= John Bannerman (historian) =

Scottish historian

John Walter MacDonald Bannerman (13 August 1932 – 8 October 2008) was a Scottish historian, noted for his work on Gaelic Scotland.

== Biography ==
He was born in Balmaha, Stirlingshire, the son of John MacDonald Bannerman, later Lord Bannerman of Kildonan, and his wife Ray Mundell. His family was native speakers of Scottish Gaelic, and after leaving school Bannerman studied Celtic languages at the University of Glasgow. He then studied for a second degree in Anglo-Saxon and Kindred Studies at Emmanuel College, Cambridge, graduating in 1958 with a first, and went on to complete his doctorate there in 1964 under the supervision of Kathleen Hughes.

Although he considered teaching Gaelic in schools, Bannerman instead took up a post at the Celtic department of the University of Aberdeen before joining the history department at the University of Edinburgh in 1967. He took over the running of the family farm at Balmaha in 1968, shortly before his father's death, dividing his time between teaching at the university, writing, and farming.

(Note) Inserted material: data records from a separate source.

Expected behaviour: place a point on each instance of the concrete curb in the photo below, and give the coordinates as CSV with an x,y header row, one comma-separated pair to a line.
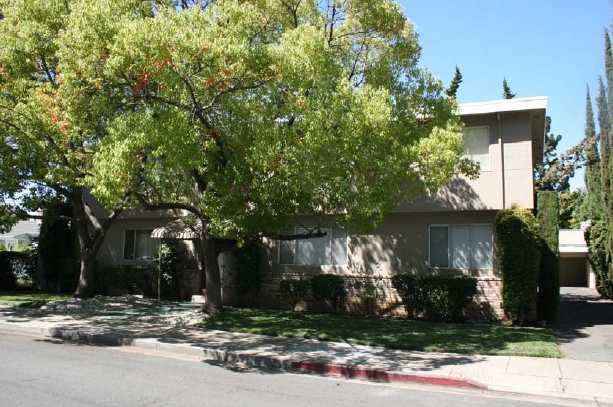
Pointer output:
x,y
381,375
254,360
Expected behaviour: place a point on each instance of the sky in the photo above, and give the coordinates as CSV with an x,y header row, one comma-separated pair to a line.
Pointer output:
x,y
552,48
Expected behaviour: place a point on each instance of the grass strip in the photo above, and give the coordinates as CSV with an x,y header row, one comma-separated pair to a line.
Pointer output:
x,y
390,333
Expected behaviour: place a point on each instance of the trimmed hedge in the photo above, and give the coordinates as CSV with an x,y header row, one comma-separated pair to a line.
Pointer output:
x,y
435,297
519,255
549,276
329,287
294,291
16,266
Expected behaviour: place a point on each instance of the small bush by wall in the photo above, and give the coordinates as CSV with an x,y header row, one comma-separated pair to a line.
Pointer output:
x,y
549,276
435,297
329,287
68,271
17,268
519,255
294,291
248,261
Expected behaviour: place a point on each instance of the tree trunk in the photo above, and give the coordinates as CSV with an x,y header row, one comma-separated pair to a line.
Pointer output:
x,y
213,278
87,275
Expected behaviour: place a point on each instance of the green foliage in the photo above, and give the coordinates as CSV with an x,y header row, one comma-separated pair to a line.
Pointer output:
x,y
18,268
68,271
555,172
593,207
452,91
435,297
506,91
8,280
129,279
390,333
294,291
56,241
369,293
248,260
549,276
519,254
329,287
167,258
596,238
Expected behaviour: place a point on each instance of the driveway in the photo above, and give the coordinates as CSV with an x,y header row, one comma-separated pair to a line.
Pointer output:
x,y
584,327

His work on Gaelic Scotland was influential. His early works on Dál Riata, the Senchus fer n-Alban, and the Iona chronicles which formed part of the later Chronicle of Ireland are contained in his 1974 book Studies in the History of Dalriada. He was a major contributor to the record of Late Medieval Monumental Sculpture in the West Highlands published in 1977 and his study of the Beaton family—The Beatons: Medical Kindred in the Classical Gaelic Tradition—appeared in 1986. In his later years he worked on the history of the Lordship of the Isles. He retired from teaching in 1997 and took up farming full-time at Balmaha.

Bannerman married Chrissie Dick in 1959. They had five children.